In 1905, he had his first solo exhibition at the Salon des artistes français, and was a frequent exhibitor there until 1914, when he was conscripted into the Army. Throughout his service, he continued to sketch and was part of several campaigns at the Western Front. During one of these, he was wounded in the forehead and gassed, which had a permanent effect on his health, limiting his ability to spend long periods painting on location. At the end of the war, he held the rank of Lieutenant and was awarded the Croix de Guerre. In 1919, he married Élisabeth Froc, and they had four children.

In 1921, he began exhibiting again, at the Société Nationale des Beaux-Arts. He soon became a member of the Société and, in 1930, was appointed to their governing committee, replacing Jean-Louis Forain, who had resigned.

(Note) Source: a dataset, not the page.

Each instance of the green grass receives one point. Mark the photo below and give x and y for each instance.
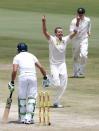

From 1923 to 1928, he created decorations for the Hôtel des Postes de Chartres. Those works, depicting daily life in Beauce, were destroyed during repairs and renovations in the 1970s.

He opened a workshop in Montparnasse, where he produced nudes and portraits. In 1930, he became a Professor at the Académie de la Grande Chaumière, replacing Lucien Simon. From that time on, he devoted himself almost entirely to educational activities. One of his most notable students was the Hungarian-Indian painter, Amrita Sher-Gil. He was named a Knight in the Legion of Honor in 1937.

In 2016, a major retrospective of his works was organized by his daughter, Dominique, and held in La Bazoche-Gouet.